L'ULTIME CHEVAUCHEE
Titre: Raiders of old California
Réalisateur: Albert C. Gannaway
Interprètes: Jim Davis

 

Faron Young
Arleen Whelan
Marty Robbins
Lee Van Cleef
Louis Jean Heydt
Harry Lauter
Année: 1957
Genre: Western
Pays: USA
Editeur Artus Films
Critique:

Réalisé en 1957 et tourné en noir & blanc, L’ULTIME CHEVAUCHEE constitue une toute petite production western comme il en pullulait à cette époque. L’histoire a au moins le mérite d’une relative originalité : un ancien officier yankee, Angus Clyde McKane, laisse la vie sauve à un riche Mexicain, Sebastian, en échange de ses terres. Bien sûr, McKane veut supprimer le Mexicain spolié en question mais celui-ci, malgré une chute dans les montagnes, survit et se fait oublier après avoir trouvé Dieu. Devenu prêtre, Sebastian doit toutefois témoigner contre McKane afin que les pauvres paysans retrouvent leurs terres.

Fauché, L’ULTIME CHEVAUCHEE capitalise aujourd’hui sur la présence, dans un second rôle, de Lee Van Cleef en cow-boy sadique, homme à tout faire (et surtout à tuer) d’un capitaine yankee magouilleur campé par Jim Davis (Jock Ewing dans « Dallas »). Les héros sont cependant deux chanteurs country qui eurent leur heure de gloire (Faron Young et Marty Robbins) mais une courte carrière de comédiens. Il était courant, à cette époque, d’engager des vedettes de la chanson pour tourner dans le western mais on ne peut pas dire que les interprètes soient très convaincants, à l’image de l’ensemble du film, potable mais sans rien de notable.

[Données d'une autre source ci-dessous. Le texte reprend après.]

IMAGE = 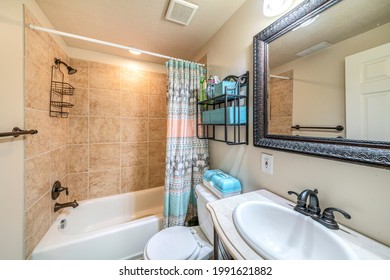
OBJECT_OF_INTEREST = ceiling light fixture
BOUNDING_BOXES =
[263,0,292,17]
[129,49,142,55]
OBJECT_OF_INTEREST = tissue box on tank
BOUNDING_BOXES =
[203,170,242,198]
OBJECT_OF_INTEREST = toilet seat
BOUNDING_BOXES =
[144,226,204,260]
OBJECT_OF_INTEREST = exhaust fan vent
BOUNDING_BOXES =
[165,0,199,25]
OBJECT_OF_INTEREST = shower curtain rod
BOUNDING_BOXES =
[27,24,205,66]
[269,75,291,80]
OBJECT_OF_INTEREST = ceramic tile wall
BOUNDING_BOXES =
[268,70,293,135]
[24,9,69,257]
[67,59,167,199]
[25,9,167,258]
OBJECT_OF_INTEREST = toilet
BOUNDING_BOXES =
[144,184,219,260]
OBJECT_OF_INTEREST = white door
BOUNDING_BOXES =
[345,43,390,141]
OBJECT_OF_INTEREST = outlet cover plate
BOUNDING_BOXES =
[261,153,274,175]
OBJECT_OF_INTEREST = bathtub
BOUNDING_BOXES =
[31,187,164,260]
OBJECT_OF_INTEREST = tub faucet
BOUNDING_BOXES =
[288,189,321,218]
[54,200,79,212]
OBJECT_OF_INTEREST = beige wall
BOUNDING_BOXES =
[198,0,390,245]
[0,0,24,259]
[268,70,294,135]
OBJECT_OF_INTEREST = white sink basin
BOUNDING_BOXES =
[233,201,356,260]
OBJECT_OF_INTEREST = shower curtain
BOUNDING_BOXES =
[163,60,209,228]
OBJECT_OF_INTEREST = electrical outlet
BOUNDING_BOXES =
[261,153,274,175]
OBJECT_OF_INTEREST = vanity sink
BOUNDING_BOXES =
[233,201,356,260]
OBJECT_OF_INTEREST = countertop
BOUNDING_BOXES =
[207,189,390,260]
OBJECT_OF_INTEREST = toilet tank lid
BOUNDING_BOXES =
[145,226,200,260]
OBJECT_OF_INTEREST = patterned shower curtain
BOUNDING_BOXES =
[163,60,209,228]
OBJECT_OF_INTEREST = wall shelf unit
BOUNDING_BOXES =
[50,59,75,118]
[196,72,249,145]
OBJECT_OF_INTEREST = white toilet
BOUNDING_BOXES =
[144,185,218,260]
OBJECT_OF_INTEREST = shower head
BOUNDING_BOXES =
[54,58,77,75]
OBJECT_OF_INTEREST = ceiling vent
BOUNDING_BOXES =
[165,0,199,25]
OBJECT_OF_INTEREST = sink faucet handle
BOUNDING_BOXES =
[319,207,351,229]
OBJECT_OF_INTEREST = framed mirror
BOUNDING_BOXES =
[253,0,390,168]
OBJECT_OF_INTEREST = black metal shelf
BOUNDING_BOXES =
[50,60,75,118]
[196,72,249,145]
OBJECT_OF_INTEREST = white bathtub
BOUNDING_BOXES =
[31,187,164,260]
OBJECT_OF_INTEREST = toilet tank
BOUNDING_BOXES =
[195,184,218,244]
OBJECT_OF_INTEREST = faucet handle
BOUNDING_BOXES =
[51,181,69,200]
[319,207,351,229]
[287,191,299,197]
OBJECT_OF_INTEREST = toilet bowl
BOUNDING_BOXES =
[144,184,218,260]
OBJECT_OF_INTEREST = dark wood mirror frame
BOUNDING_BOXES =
[253,0,390,169]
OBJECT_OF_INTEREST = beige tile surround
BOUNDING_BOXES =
[25,9,167,258]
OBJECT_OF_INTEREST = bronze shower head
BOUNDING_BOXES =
[54,58,77,75]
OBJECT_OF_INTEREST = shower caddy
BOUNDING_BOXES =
[196,71,249,145]
[50,59,75,118]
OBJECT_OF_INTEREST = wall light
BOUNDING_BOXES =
[263,0,293,17]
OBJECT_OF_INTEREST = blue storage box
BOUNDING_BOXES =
[213,81,238,97]
[202,111,210,124]
[203,170,242,198]
[207,106,246,124]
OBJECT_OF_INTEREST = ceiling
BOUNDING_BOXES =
[36,0,250,63]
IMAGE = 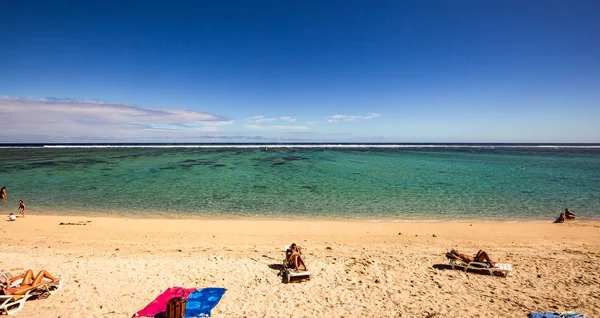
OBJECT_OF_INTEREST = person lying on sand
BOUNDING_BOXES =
[285,243,308,272]
[450,250,496,267]
[0,269,60,295]
[19,200,25,216]
[565,209,575,220]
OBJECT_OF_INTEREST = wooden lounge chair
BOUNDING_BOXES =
[283,245,312,283]
[0,281,62,315]
[446,252,512,277]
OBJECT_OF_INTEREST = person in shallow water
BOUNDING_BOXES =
[285,243,308,272]
[450,250,496,267]
[0,269,60,295]
[565,209,575,220]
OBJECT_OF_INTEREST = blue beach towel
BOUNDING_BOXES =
[183,288,227,318]
[527,311,586,318]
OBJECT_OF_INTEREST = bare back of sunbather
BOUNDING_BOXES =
[1,269,60,295]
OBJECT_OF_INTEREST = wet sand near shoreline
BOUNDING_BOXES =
[0,215,600,317]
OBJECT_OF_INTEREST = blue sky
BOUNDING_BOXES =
[0,0,600,142]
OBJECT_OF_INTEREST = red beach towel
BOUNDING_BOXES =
[133,287,196,317]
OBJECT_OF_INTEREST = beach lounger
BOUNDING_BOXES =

A noter que L’ULTIME CHEVAUCHEE a été tourné simultanément (et avec la même équipe) que THE BADGE OF MARSHALL BRENAN. Les spécialistes mentionnent même que l’attaque indienne incongrue et complètement hors de propos à la fin de l’ULTIME CHEVAUCHEE a été directement reprise de ce THE BADGE OF MARSHALL BRENAN. Peu d’attention furent d’ailleurs accordée aux détails : situé vers 1848, à la fin de la guerre americano-mexicaine, le long-métrage propose des costumes et armes totalement anachroniques (qui semblent dater de la guerre de Sécession). Les lieux, dates et événements décrits semblent d’ailleurs totalement fantaisistes et seul le divertissement importe pour le cinéaste qui emballe le tout avec une absolue absence d’implication.

L’action est donc rare, les décors piteux (avec des maquettes évidentes) mais la durée restreinte (environ 70 minutes) et quelques rebondissements confèrent un semblant de rythme à l’entreprise. Nous sommes (artistiquement et financièrement) au niveau d’un médiocre épisode de série western des années ’50, pas franchement désagréable pour les completistes et autres inconditionnels du genre mais tout à fait dispensable pour le grand public, d’autant que la copie accuse son âge, un défaut cependant excusable vu la rareté d’un métrage heureusement accompagné d’un commentaire bonus intéressant et honnête.